The 1925 Welsh Churches Peace Appeal to America was a Memorial Petition signed by leaders of religion in Wales, presented to the Federal Council of Churches in America – representing 37 faiths and congreagtions US wide – at their annual gathering in Detroit in December 1925. Supported by congregations Wales-wide, the Appeal called for US churches’ support in advocating for America to join and lead the League of Nations in the aftermath of WW1, to prevent outbreak of further global conflicts.
WCIA’s recently digitised collection on People’s Collection Wales contains an account of the campaign by Rev Gwilym Davies, Hon Director of the Welsh League of Nations Union (who presented the memorial in Detroit), as well as correpsondence and the 22 original letters submitted by signatories (many containing drafts of the declaration text itself), from which their autographs were transposed onto the printed memorial – the copy of which can be viewed today among the collections and displays at Wales’ Temple of Peace and Health in Cardiff, under the care of WCIA (the Welsh Centre for International Affairs).
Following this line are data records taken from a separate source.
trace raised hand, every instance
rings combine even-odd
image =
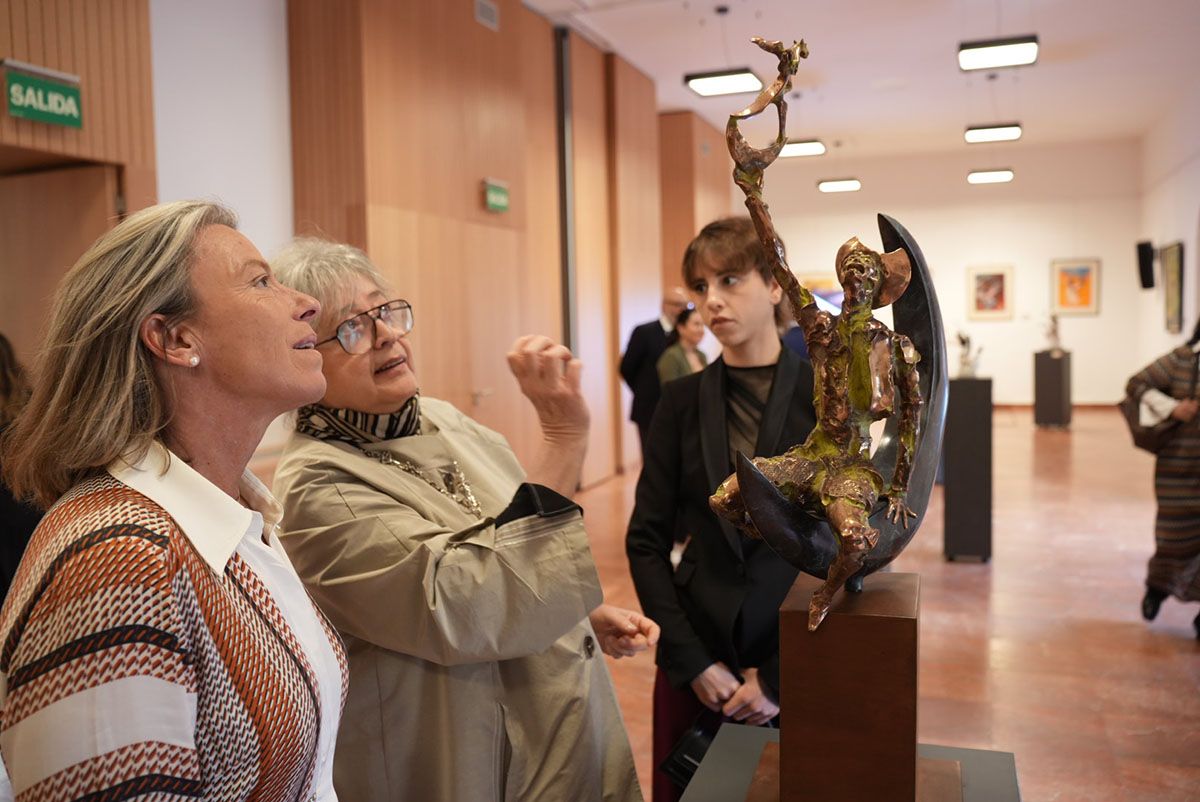
[[[779,705],[763,691],[758,682],[757,668],[747,668],[742,673],[745,682],[729,697],[721,712],[743,724],[756,727],[766,724],[779,715]]]
[[[549,337],[527,334],[508,352],[508,367],[537,411],[547,440],[586,437],[590,414],[580,390],[583,363]]]
[[[908,504],[904,501],[903,493],[893,493],[888,496],[887,517],[892,523],[901,524],[908,529],[909,520],[916,518],[917,514],[909,509]]]

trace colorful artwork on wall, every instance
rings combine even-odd
[[[1183,243],[1168,245],[1159,253],[1162,264],[1163,294],[1166,298],[1167,331],[1183,331]]]
[[[1050,281],[1051,314],[1100,314],[1099,259],[1055,259]]]
[[[967,317],[971,320],[1012,320],[1012,316],[1012,267],[968,268]]]

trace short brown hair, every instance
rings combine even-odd
[[[783,240],[779,241],[783,247]],[[784,251],[786,253],[786,249]],[[683,281],[690,289],[696,283],[698,262],[704,260],[734,273],[758,273],[763,283],[775,280],[767,252],[758,239],[754,221],[749,217],[722,217],[700,229],[683,252]],[[783,303],[775,304],[775,322],[784,320]]]
[[[170,399],[139,328],[154,313],[171,321],[194,313],[193,248],[209,225],[235,228],[237,219],[203,201],[142,209],[96,240],[63,278],[33,394],[6,432],[0,460],[18,498],[48,507],[118,457],[145,456],[162,436]]]

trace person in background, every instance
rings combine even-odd
[[[749,217],[709,223],[683,276],[721,357],[663,387],[626,552],[646,614],[662,626],[654,684],[654,799],[681,791],[658,769],[709,710],[744,724],[779,715],[779,605],[797,571],[709,508],[734,458],[782,454],[816,425],[812,366],[779,341],[783,290]],[[671,550],[691,534],[677,569]]]
[[[672,379],[704,370],[708,357],[700,350],[704,339],[704,321],[696,308],[688,304],[675,318],[675,328],[667,337],[667,350],[658,358],[658,380]]]
[[[783,347],[790,348],[805,361],[808,359],[808,342],[804,339],[804,329],[795,320],[788,318],[783,330]]]
[[[53,505],[0,611],[18,801],[337,799],[345,651],[246,468],[325,392],[317,311],[198,201],[130,215],[64,277],[3,460]]]
[[[1142,616],[1153,621],[1168,596],[1200,601],[1200,420],[1196,397],[1200,322],[1191,339],[1129,379],[1126,393],[1140,396],[1142,426],[1173,419],[1177,425],[1154,463],[1154,555],[1146,569]],[[1200,614],[1192,626],[1200,639]]]
[[[640,800],[601,652],[643,651],[658,627],[602,603],[571,501],[579,361],[537,336],[508,355],[542,430],[526,473],[501,435],[419,393],[413,307],[362,251],[301,239],[275,264],[327,310],[328,389],[297,414],[275,489],[284,546],[350,653],[338,793]]]
[[[29,381],[17,361],[12,343],[0,334],[0,442],[12,425],[21,407],[29,400]],[[0,463],[2,464],[2,463]],[[13,497],[8,486],[0,481],[0,602],[8,595],[21,555],[34,528],[42,520],[42,512],[32,504]]]
[[[634,328],[629,344],[621,355],[621,378],[633,393],[629,419],[637,425],[642,456],[646,454],[646,432],[658,406],[661,382],[658,378],[658,358],[667,350],[667,337],[675,329],[675,319],[687,308],[688,300],[680,287],[663,295],[662,315]]]

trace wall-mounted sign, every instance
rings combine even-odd
[[[78,78],[9,59],[0,64],[4,67],[4,97],[10,117],[70,128],[83,127],[83,100]],[[67,80],[60,80],[58,75]],[[75,78],[74,82],[71,78]]]
[[[508,184],[494,178],[483,179],[483,206],[489,212],[507,212]]]

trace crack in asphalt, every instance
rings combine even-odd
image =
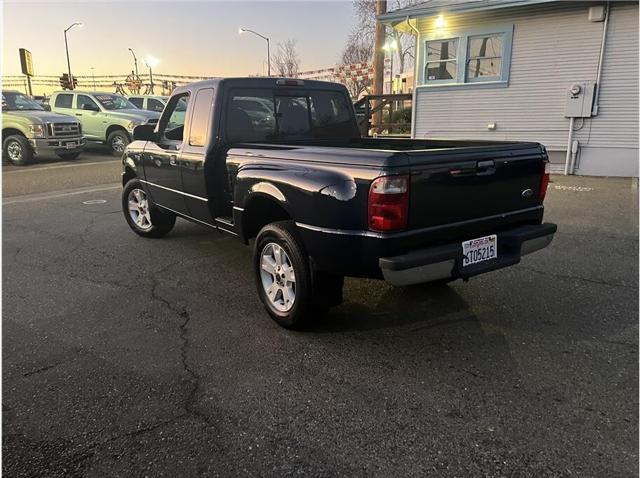
[[[602,281],[602,280],[596,280],[596,279],[589,279],[587,277],[580,277],[580,276],[573,276],[573,275],[568,275],[568,274],[557,274],[555,272],[548,272],[548,271],[541,271],[539,269],[535,269],[533,267],[529,267],[529,266],[520,266],[520,269],[525,269],[531,272],[535,272],[537,274],[540,275],[544,275],[544,276],[549,276],[549,277],[555,277],[556,279],[574,279],[574,280],[581,280],[584,282],[589,282],[591,284],[599,284],[599,285],[606,285],[609,287],[622,287],[625,289],[632,289],[632,290],[638,290],[638,287],[632,286],[632,285],[628,285],[628,284],[620,284],[620,283],[616,283],[616,282],[608,282],[608,281]]]
[[[182,323],[178,326],[178,329],[180,331],[179,336],[180,336],[180,342],[181,342],[180,360],[182,363],[183,370],[190,377],[190,381],[192,383],[191,390],[187,395],[187,398],[184,403],[185,412],[188,415],[192,415],[203,420],[207,425],[213,426],[217,431],[217,426],[215,423],[211,421],[211,417],[196,408],[196,402],[197,402],[198,395],[200,393],[201,385],[200,385],[199,375],[189,365],[188,350],[189,350],[190,343],[189,343],[189,336],[188,336],[188,326],[189,326],[189,322],[191,321],[191,314],[189,313],[187,304],[185,303],[182,306],[176,306],[170,300],[164,298],[162,295],[158,293],[160,282],[158,281],[158,278],[156,277],[156,275],[164,273],[175,266],[183,265],[188,260],[189,259],[187,258],[183,258],[151,274],[151,280],[153,281],[153,285],[151,287],[151,298],[162,303],[170,312],[173,312],[178,317],[183,319]]]

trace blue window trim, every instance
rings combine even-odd
[[[469,59],[469,38],[499,34],[503,35],[502,44],[502,67],[500,77],[467,79],[467,61]],[[437,40],[458,39],[458,50],[456,55],[457,68],[455,81],[431,80],[425,78],[425,67],[427,64],[427,42]],[[443,34],[429,32],[420,35],[420,47],[423,49],[420,55],[420,65],[418,82],[416,88],[504,88],[509,85],[509,73],[511,70],[511,49],[513,45],[513,24],[488,25],[482,28],[470,28],[461,30],[447,30]]]

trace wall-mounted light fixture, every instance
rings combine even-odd
[[[444,27],[444,17],[442,15],[438,15],[436,17],[436,28],[443,28]]]

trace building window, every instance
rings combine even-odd
[[[467,80],[500,80],[504,46],[503,35],[470,37],[468,45]]]
[[[451,32],[449,32],[451,33]],[[424,42],[422,83],[431,86],[506,83],[513,25],[455,32]]]
[[[454,80],[457,69],[457,38],[427,42],[427,81]]]

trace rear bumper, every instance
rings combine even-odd
[[[74,146],[67,148],[67,144],[73,143]],[[70,137],[70,138],[43,138],[43,139],[30,139],[29,144],[33,148],[33,153],[36,155],[44,154],[65,154],[65,153],[79,153],[85,145],[86,140],[83,137]]]
[[[465,279],[517,264],[522,256],[551,244],[556,230],[555,224],[547,223],[498,232],[498,257],[467,267],[462,266],[460,242],[419,249],[398,256],[382,257],[378,262],[384,279],[396,286],[439,279]]]

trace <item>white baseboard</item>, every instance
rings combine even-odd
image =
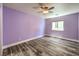
[[[76,40],[76,39],[70,39],[70,38],[58,37],[58,36],[52,36],[52,35],[48,35],[48,34],[45,34],[45,35],[51,36],[51,37],[62,38],[62,39],[70,40],[70,41],[79,42],[79,40]],[[5,48],[11,47],[11,46],[15,46],[15,45],[18,45],[18,44],[21,44],[21,43],[24,43],[24,42],[27,42],[27,41],[30,41],[30,40],[33,40],[33,39],[41,38],[41,37],[43,37],[45,35],[40,35],[40,36],[33,37],[33,38],[30,38],[30,39],[26,39],[26,40],[23,40],[23,41],[20,41],[20,42],[17,42],[17,43],[13,43],[13,44],[10,44],[10,45],[5,45],[5,46],[3,46],[2,49],[5,49]]]
[[[43,36],[44,36],[44,35],[40,35],[40,36],[33,37],[33,38],[30,38],[30,39],[26,39],[26,40],[23,40],[23,41],[20,41],[20,42],[17,42],[17,43],[5,45],[5,46],[3,46],[2,49],[5,49],[5,48],[11,47],[11,46],[15,46],[15,45],[18,45],[18,44],[21,44],[21,43],[24,43],[24,42],[27,42],[27,41],[30,41],[30,40],[33,40],[33,39],[41,38],[41,37],[43,37]]]
[[[62,38],[62,39],[69,40],[69,41],[79,42],[79,40],[77,40],[77,39],[70,39],[70,38],[66,38],[66,37],[53,36],[53,35],[49,35],[49,34],[45,34],[45,35],[51,36],[51,37],[56,37],[56,38]]]

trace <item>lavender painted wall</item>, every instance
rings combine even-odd
[[[45,34],[65,37],[70,39],[78,39],[78,17],[77,13],[65,15],[61,17],[50,18],[46,20]],[[52,22],[64,20],[64,31],[53,31]]]
[[[3,45],[44,35],[44,19],[3,7]]]

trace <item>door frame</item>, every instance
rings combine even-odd
[[[1,16],[0,16],[0,56],[3,55],[3,4],[0,3],[0,7],[1,7]]]

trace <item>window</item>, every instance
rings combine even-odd
[[[52,30],[64,31],[64,21],[52,22]]]

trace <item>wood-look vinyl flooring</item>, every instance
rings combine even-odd
[[[6,48],[3,56],[79,56],[79,43],[42,37]]]

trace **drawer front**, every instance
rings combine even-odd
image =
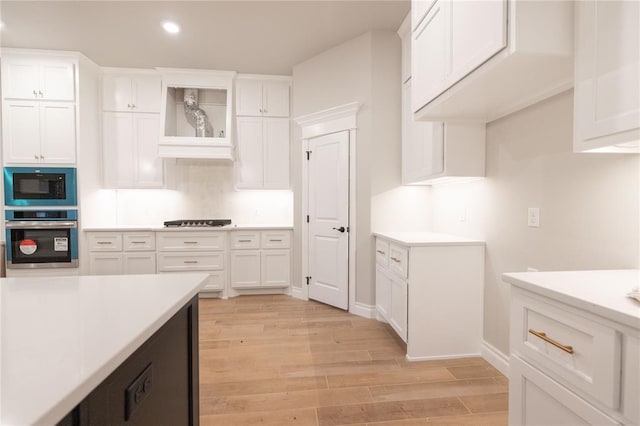
[[[389,244],[389,269],[402,278],[407,278],[409,250],[395,244]]]
[[[225,249],[224,232],[158,232],[159,251],[216,251]]]
[[[569,308],[569,307],[567,307]],[[621,335],[585,313],[512,289],[511,346],[574,391],[620,406]],[[591,319],[593,318],[593,319]]]
[[[229,234],[232,250],[260,248],[260,233],[257,231],[234,231]]]
[[[153,232],[125,232],[122,234],[124,251],[154,251],[156,237]]]
[[[389,243],[380,238],[376,238],[376,263],[389,266]]]
[[[122,251],[122,234],[119,232],[92,232],[87,235],[89,251]]]
[[[290,231],[262,231],[263,249],[288,249],[291,247]]]
[[[222,271],[224,253],[158,253],[158,271]]]
[[[207,282],[202,291],[223,290],[226,282],[226,276],[227,275],[225,271],[215,271],[209,273],[209,278],[207,278]]]

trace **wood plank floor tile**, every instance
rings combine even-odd
[[[408,362],[386,323],[285,295],[200,301],[202,425],[507,423],[484,359]]]
[[[509,407],[509,394],[506,392],[461,396],[460,400],[472,413],[507,411]]]
[[[433,398],[320,407],[318,408],[318,424],[320,426],[334,426],[421,417],[454,416],[467,413],[469,411],[458,398]]]

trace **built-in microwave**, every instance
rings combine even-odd
[[[5,167],[5,206],[76,206],[73,167]]]

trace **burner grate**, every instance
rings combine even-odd
[[[216,227],[231,225],[231,219],[187,219],[187,220],[168,220],[164,222],[167,228],[186,228],[186,227]]]

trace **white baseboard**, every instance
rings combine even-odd
[[[409,356],[406,355],[407,361],[435,361],[440,359],[458,359],[458,358],[474,358],[480,354],[453,354],[453,355],[437,355],[437,356]]]
[[[493,365],[499,372],[509,377],[509,356],[486,340],[482,341],[482,358]]]
[[[302,292],[302,287],[291,287],[291,297],[295,297],[296,299],[307,300],[304,297],[304,293]]]
[[[365,305],[364,303],[356,302],[349,308],[349,312],[364,318],[373,319],[376,317],[376,307],[374,305]]]

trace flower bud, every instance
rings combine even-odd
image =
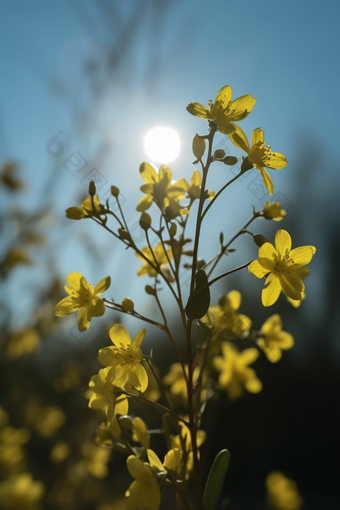
[[[223,149],[217,149],[214,154],[214,159],[223,159],[225,157],[225,151]]]
[[[143,212],[139,219],[139,224],[143,230],[148,230],[151,227],[151,216],[150,214]]]
[[[111,186],[111,195],[113,197],[118,197],[118,195],[119,195],[119,188],[117,188],[117,186]]]
[[[205,140],[204,138],[200,138],[197,133],[192,141],[192,152],[198,160],[202,158],[205,152]]]
[[[248,170],[251,170],[252,168],[253,168],[253,164],[249,162],[248,156],[245,158],[242,156],[241,172],[244,174],[244,172],[247,172]]]
[[[223,163],[225,165],[234,166],[238,162],[238,159],[236,156],[226,156],[223,160]]]
[[[263,235],[261,235],[261,234],[255,234],[254,235],[254,242],[255,242],[255,244],[257,244],[257,246],[259,248],[261,248],[261,246],[264,243],[268,243],[268,239],[266,237],[264,237]]]
[[[170,227],[170,237],[173,238],[175,237],[176,233],[177,233],[177,225],[176,223],[171,223],[171,227]]]
[[[94,197],[96,193],[97,193],[96,183],[94,181],[90,181],[90,184],[89,184],[89,195],[90,195],[90,197]]]
[[[131,416],[128,416],[128,415],[119,416],[118,421],[119,421],[119,425],[123,429],[128,429],[128,430],[133,429],[133,419],[131,418]]]
[[[125,230],[125,228],[119,228],[118,229],[118,234],[119,234],[119,237],[125,241],[130,241],[131,238],[130,238],[130,234],[127,230]]]
[[[122,301],[122,307],[125,312],[132,312],[135,307],[135,303],[132,301],[132,299],[126,297]]]
[[[155,289],[153,287],[151,287],[151,285],[146,285],[145,292],[147,294],[150,294],[150,296],[155,296],[156,295],[156,291],[155,291]]]

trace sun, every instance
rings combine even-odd
[[[155,163],[170,163],[180,151],[181,141],[177,131],[166,127],[155,127],[144,138],[147,156]]]

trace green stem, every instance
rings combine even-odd
[[[220,196],[220,194],[222,193],[222,191],[224,191],[228,186],[230,186],[230,184],[232,184],[234,181],[236,181],[236,179],[238,179],[240,177],[240,175],[242,175],[243,172],[240,172],[239,174],[235,175],[235,177],[233,177],[229,182],[227,182],[227,184],[225,184],[218,193],[216,193],[216,195],[214,196],[214,198],[212,198],[209,202],[209,204],[207,205],[207,207],[204,209],[204,212],[202,214],[202,221],[203,221],[203,218],[204,216],[207,214],[207,212],[209,211],[210,207],[213,205],[213,203],[215,202],[215,200],[217,200],[217,198]]]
NB – some archives are marked ‘private – not for publication’. The instruction relates to the period over Autumn 1925 whilst the Appeal was being finalised (like an embargo on a contemporary Press Release). This was to prevent correspondence being used in isolation, or taken out of context of the WLNU’s Campaign in the lead up to the Dec 1925 presentation of the Memorial in America – and to maximise publicity surroundig events in Detroit. The digitised copies can now be viewed to illustrate the process of creating the memorial, and of cooperation between denominational leaders in Wales in pursuit of peace.